Didn’t take those little bastards more than a minute to find me. The men took a couple of minutes more, but there ended up being six of them. Not terribly big guys, but six on one isn’t my favorite set of odds. I’m not Superman.

“Come on down, lad.”

“Not likely, big guy.” Well, the equivalent of that in Gaelic. “Why don’t you come up?”

“If I have to come up there, you’re going to regret it.”

Suddenly my head was filled with memories of my mother threatening my brothers and I when our play got a bit rambunctious. The woman was a saint.

“I’ll take my chances.”

If I could lure them up here one or two at a time, I might be able to knock a few out, leaving only three or four on the ground. A little more agreeable.
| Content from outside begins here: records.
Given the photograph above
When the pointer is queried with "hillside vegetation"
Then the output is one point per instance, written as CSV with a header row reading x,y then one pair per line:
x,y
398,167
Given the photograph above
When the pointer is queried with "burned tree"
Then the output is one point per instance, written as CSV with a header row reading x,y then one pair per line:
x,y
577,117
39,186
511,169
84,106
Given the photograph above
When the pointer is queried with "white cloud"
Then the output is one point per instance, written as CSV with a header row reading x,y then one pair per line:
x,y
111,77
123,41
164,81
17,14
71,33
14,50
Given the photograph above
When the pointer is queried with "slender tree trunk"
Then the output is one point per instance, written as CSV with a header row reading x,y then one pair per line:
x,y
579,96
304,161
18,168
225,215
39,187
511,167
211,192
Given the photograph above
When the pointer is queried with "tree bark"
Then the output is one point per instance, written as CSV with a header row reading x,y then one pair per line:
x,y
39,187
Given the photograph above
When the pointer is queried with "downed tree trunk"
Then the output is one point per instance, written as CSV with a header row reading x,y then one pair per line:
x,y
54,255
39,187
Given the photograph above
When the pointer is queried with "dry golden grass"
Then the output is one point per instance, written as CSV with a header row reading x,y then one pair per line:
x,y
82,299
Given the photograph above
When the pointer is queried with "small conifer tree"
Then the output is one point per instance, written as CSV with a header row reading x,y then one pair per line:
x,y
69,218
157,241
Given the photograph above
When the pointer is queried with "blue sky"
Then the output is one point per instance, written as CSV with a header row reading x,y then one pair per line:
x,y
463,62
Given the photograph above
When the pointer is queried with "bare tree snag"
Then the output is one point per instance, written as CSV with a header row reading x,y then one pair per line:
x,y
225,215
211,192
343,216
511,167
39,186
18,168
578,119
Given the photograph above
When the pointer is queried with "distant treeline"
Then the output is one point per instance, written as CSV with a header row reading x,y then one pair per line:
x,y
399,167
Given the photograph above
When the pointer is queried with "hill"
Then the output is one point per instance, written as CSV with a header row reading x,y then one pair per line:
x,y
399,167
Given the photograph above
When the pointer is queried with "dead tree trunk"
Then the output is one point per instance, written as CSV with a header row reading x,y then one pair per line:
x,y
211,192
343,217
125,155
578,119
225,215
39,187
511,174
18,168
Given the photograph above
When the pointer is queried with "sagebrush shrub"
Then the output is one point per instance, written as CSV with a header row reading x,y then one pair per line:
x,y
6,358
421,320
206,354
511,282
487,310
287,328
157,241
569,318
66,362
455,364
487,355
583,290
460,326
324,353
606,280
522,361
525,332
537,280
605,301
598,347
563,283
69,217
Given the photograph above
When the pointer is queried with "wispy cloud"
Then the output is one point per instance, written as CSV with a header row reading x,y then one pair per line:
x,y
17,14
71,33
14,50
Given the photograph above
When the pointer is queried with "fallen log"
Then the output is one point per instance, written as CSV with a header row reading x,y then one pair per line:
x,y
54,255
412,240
But, alas, that wasn’t how it was going to go down. One of them had a bow and arrow. It wasn’t a big tree, he didn’t have to try real hard. It hit me in the right thigh. Nothing more than a flesh wound, but hurt like hell, nonetheless. I let lose with a very bad word and grabbed my leg, leaving me only one hand and one leg to balance on. One nasty jab with a spear later and I fell the 15 feet to the ground. Didn’t do much more than knock the wind out of me, but four pairs of hands grabbed me before I had the chance to catch my breath. That’s when I figured it out. These weren’t bandits, they were soldiers. Well armed soldiers guarding the road.

They dragged me back to my feet. “I’m on your side. I’m trying to kill San Martin.”

They all stopped on that one. Then they all roared with laughter. Oh, yeah, I was on a comedic roll tonight.

“One boy, out to do what a prince and his army couldn’t do? And exactly how were you going to manage the feat, my good man?”

“I took you three out without a problem.” I couldn’t tell exactly who was who in the dark, but they knew who they were. One of the bigger guys in the group barked a laugh.

“Running from three men isn’t the same as taking out armed guards.”

“I didn’t run from them, I kicked their asses.” In the torchlight, I could see Shitface, blood still dripping out of his nose. “Tell them.”

“Don’t know what he’s talking about. Little bugger just got away from us.”

I moved suddenly enough that the guys holding me temporarily lost their grip. I grabbed Shitface’s coat and pulled him close to me. “Want me to show them how I did it?”

But instead of Shitface being scared, he looked surprised. “You’re a fucking girl!” Aw shit.